Il governo italiano sembra aver colto il problema, ma non è ancora chiara la posizione che sosterrà a Bruxelles. Ha speso parole preoccupate il ministro Giancarlo Giorgetti, che al Mise ha costituito dal suo insediamento un tavolo sull’automotive, ma anche il ministro della Transizione ecologica, Stefano Cingolani, è consapevole di cosa mette in gioco l’Italia in questa partita. “A tecnologia costante, con l’assetto costante, la Motor valley chiude”, ha ammesso pochi giorni fa riferendosi al distretto industriale dell’Emilia-Romagna, dove hanno sede Ferrari, Lamborghini, Maserati, McLaren e altri importanti marchi motociclistici.
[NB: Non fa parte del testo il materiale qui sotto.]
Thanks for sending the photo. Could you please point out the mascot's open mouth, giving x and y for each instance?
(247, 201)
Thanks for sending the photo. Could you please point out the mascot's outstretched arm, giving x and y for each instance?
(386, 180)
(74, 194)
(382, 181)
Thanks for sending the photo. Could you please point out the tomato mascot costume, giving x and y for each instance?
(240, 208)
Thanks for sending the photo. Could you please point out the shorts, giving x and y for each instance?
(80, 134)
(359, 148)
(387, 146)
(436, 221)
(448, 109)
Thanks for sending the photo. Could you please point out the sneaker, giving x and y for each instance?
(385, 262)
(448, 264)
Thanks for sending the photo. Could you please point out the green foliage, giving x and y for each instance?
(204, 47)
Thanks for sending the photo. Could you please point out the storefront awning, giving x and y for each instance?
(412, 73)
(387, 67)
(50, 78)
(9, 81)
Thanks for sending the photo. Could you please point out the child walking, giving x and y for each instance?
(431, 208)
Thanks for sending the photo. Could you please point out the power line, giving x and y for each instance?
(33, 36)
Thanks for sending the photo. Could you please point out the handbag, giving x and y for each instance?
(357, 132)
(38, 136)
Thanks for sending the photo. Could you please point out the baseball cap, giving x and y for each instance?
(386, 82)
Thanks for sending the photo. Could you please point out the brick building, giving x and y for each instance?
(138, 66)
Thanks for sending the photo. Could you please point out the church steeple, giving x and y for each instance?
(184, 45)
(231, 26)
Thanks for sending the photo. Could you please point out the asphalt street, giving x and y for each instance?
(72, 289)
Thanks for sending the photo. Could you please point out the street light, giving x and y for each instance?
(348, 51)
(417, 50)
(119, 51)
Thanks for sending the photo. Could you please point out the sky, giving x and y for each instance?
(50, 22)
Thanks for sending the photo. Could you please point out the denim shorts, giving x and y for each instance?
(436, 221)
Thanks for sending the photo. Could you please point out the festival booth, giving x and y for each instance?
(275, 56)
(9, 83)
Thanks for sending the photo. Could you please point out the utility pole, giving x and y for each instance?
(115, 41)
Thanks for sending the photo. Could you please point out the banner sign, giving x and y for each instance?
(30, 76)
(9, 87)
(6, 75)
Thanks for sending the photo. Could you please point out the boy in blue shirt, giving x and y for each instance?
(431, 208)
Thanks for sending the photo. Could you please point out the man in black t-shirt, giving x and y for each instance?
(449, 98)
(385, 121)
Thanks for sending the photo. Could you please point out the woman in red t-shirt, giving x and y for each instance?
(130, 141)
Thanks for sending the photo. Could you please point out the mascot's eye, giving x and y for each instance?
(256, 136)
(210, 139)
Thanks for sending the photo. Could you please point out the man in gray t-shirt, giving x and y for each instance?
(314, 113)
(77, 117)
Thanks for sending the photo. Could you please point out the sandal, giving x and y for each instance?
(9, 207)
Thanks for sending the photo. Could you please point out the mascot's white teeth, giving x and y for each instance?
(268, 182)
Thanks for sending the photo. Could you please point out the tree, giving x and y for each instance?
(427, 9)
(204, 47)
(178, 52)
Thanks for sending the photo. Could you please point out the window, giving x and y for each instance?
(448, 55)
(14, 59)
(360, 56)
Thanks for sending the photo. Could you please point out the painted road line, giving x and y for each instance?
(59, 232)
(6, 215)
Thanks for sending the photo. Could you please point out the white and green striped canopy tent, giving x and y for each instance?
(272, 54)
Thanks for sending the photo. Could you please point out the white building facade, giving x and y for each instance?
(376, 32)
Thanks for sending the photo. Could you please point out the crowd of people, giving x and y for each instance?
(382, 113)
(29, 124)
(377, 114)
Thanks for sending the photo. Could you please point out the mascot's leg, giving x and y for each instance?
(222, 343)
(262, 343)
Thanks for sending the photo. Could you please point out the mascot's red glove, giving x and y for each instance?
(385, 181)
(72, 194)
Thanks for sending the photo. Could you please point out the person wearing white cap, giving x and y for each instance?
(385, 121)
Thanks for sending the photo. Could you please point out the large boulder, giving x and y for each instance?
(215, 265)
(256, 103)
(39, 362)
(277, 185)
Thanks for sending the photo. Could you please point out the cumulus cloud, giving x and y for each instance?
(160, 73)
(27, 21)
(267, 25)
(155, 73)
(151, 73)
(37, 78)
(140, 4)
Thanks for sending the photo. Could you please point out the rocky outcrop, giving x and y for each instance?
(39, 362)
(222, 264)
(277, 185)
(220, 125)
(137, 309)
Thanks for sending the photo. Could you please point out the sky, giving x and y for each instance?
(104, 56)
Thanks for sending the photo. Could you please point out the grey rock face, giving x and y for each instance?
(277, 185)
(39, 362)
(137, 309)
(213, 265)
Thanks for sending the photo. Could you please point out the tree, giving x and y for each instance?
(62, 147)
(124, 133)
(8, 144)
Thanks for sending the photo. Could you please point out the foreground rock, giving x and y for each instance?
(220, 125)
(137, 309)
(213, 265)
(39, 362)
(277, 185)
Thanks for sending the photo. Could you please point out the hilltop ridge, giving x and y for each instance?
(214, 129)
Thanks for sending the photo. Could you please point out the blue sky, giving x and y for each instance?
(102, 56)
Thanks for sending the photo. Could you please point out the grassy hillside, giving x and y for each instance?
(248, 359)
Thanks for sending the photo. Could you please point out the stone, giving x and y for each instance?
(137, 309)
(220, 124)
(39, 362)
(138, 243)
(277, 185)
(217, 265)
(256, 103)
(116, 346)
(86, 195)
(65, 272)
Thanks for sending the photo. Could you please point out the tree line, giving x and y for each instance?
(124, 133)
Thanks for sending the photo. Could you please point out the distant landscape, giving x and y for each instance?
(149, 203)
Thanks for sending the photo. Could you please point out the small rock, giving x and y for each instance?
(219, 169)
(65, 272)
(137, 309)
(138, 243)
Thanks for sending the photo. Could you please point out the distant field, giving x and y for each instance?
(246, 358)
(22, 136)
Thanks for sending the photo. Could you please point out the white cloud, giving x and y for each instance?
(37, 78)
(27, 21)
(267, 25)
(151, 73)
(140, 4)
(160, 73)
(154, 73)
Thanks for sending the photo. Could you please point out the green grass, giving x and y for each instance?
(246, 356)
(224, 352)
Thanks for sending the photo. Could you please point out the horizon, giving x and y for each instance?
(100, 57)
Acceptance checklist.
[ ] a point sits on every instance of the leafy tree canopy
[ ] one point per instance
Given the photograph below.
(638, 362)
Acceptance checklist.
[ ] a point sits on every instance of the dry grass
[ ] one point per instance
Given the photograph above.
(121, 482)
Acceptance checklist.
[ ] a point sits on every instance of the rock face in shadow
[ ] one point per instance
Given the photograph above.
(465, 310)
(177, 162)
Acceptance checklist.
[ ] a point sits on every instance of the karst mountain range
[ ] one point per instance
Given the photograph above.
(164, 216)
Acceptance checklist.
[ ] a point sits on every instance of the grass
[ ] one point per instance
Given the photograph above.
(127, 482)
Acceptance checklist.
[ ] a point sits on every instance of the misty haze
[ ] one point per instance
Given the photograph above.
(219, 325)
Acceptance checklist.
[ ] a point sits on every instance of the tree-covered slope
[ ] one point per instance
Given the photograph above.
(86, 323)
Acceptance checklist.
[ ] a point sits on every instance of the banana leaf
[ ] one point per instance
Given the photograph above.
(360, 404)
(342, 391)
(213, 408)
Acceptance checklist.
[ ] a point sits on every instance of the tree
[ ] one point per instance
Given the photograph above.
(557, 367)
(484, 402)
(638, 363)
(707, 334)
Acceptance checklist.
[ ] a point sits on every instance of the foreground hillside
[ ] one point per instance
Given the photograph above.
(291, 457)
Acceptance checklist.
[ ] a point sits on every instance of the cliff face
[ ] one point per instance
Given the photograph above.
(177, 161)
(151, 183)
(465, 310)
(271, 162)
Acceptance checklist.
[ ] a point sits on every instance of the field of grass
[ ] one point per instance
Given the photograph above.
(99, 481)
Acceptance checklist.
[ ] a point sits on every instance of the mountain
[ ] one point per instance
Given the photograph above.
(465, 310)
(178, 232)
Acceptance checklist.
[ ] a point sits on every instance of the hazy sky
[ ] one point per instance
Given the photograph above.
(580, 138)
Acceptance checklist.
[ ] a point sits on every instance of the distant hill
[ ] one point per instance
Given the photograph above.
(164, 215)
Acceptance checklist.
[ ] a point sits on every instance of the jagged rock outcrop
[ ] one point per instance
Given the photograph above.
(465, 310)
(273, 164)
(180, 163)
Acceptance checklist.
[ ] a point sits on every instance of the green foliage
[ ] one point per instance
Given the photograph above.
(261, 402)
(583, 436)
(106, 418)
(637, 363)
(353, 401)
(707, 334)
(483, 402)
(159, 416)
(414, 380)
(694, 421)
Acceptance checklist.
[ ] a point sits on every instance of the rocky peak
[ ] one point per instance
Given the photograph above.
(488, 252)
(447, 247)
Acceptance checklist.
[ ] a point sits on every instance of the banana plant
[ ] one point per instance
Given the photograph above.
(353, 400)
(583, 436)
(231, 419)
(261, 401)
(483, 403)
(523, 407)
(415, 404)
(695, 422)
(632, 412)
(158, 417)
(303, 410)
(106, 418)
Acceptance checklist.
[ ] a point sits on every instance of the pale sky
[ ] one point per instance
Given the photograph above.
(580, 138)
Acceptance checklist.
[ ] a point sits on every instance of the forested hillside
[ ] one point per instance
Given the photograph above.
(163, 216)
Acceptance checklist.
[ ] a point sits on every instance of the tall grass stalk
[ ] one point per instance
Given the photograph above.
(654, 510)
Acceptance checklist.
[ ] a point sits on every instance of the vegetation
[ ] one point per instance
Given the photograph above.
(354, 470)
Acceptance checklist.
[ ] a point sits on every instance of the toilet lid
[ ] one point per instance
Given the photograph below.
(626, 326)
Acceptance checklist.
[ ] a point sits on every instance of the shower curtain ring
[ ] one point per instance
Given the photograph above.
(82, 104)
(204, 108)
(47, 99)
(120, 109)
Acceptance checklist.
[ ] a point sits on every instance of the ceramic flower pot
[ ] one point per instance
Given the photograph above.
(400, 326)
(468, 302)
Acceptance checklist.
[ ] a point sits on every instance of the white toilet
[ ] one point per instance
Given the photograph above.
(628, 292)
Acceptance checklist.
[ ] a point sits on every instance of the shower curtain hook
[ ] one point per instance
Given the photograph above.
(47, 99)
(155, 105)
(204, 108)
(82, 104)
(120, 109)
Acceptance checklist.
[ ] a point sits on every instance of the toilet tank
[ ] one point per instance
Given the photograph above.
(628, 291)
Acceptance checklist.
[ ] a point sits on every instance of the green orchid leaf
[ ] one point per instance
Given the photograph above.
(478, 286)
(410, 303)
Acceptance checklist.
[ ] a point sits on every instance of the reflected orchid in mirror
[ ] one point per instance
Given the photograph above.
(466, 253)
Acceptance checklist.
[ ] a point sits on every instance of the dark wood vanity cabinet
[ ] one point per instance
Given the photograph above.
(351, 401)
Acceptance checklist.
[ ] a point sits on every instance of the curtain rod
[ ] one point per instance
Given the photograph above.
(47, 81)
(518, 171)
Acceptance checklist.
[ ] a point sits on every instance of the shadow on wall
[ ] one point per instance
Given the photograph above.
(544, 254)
La filiera automobilistica italiana, tuttavia, non è fatta solo da big. La componentistica ha un suo peso specifico, con un fatturato complessivo di circa 50 miliardi di euro che deriva per circa la metà dall’export, dicono i dati Anfia. Poco meno del 20 per cento dei prodotti che esportiamo sono motori, ma il grosso sono le parti meccaniche (quasi il 70 per cento del totale esportato nel 2020). “Sicuramente la transizione tecnologica in atto avrà una ripercussione anche sui flussi commerciali, motivo in più per adoperarsi nel gestirla a favore della nostra manifattura”, continua Scudieri, “anche tenendo presente che le esportazioni del settore componenti rappresentano oltre il quattro per cento di tutto l’export italiano”.
Prima che si accenda un’altra crisi industriale – i sindacati sono in allarme per un centinaio di interinali della Vitesco Technologies, che produce componenti per motori a combustione ed è impegnata in un percorso di riconversione verso l’elettrico – alla filiera serve un piano. Scudieri mette in ordine i punti su cui intervenire: “Il capitale umano, adeguando l’offerta e incentivando fiscalmente la formazione; l’aggregazione di imprese e Pmi; la riconversione produttiva e l’attrazione di investimenti sul territorio, soprattutto in ricerca e sviluppo”; la dotazione infrastrutturale per rendere effettivamente fruibili da parte dei consumatori le nuove tecnologie”. Tutto questo, aggiunge, senza tralasciare la dotazione infrastrutturale per i nuovi motori che verranno. Ricominciare, insomma, dal costruire una nuova visione industriale. Anche per riuscire a rappresentare con chiarezza i propri interessi nei tavoli europei. “Le aziende non possono essere lasciate sole”, conclude Scudieri. “I governi devono lavorare e cooperare per preservare e sviluppare ulteriormente la competitività del comparto”.